The proportion of biomarkers that have nonzero effect sizes, based on a spike-and-slab mixture model for the distribution of effect sizes. For instance, specifying 0.1 is equivalent to specifying that 90% of biomarkers have zero effect size (the spike component), and the remaining 10% have a gaussian distribution of effect sizes with mean zero (the slab component). The app will plot the learning curve based on the proportion that you specify, and also based on a model in which the biomarkers have a gaussian distribution of effect sizes. If the biomarkers in your panel are unselected (for instance a genome-wide profile of gene transcription levels) you may expect that only a small proportion of these biomarkers contain predictive information. If your biomarker panel has been preselected for relevance (for instance markers previously reported to be associated with the outcome under study, you may expect the proportion with nonzero effects to be relatively high.
Then click the “Submit” button
The table generated by the app has three columns:
the expectation of the information for discrimination extracted by the trained model, as a percentage of the information for discrimination extracted by the optimal model that would be learned from a sample of infinite size. This is scaled from 25% to 90%.
the C-statistic corresponding to these values of expected information for discrimination.
the ratio of cases to variables, assuming a balanced study design with equal numbers of cases and controls.

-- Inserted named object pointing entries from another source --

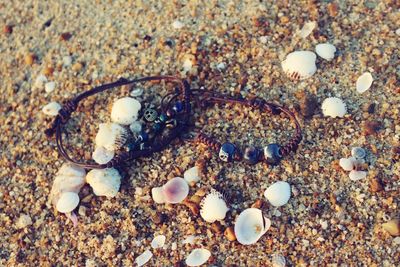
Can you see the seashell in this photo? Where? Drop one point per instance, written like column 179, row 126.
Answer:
column 300, row 65
column 125, row 110
column 158, row 241
column 278, row 194
column 51, row 109
column 102, row 155
column 198, row 257
column 250, row 226
column 364, row 82
column 213, row 207
column 358, row 153
column 111, row 136
column 334, row 107
column 326, row 51
column 67, row 202
column 104, row 182
column 192, row 175
column 143, row 258
column 175, row 190
column 357, row 175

The app also plots a learning curve, showing how the expected information for discrimination and C-statistic obtained with the trained model depends on the ratio of cases to variables. In this example, where the optimal model has an expected discrimination of 1 bit equivalent to a C-statistic of 0.80, and 1% of biomarkers have nonzero effects, a sample size of at least 0.1 cases per variable is required to learn a model that has expected information for discrimination 60% of that obtained with the optimal model.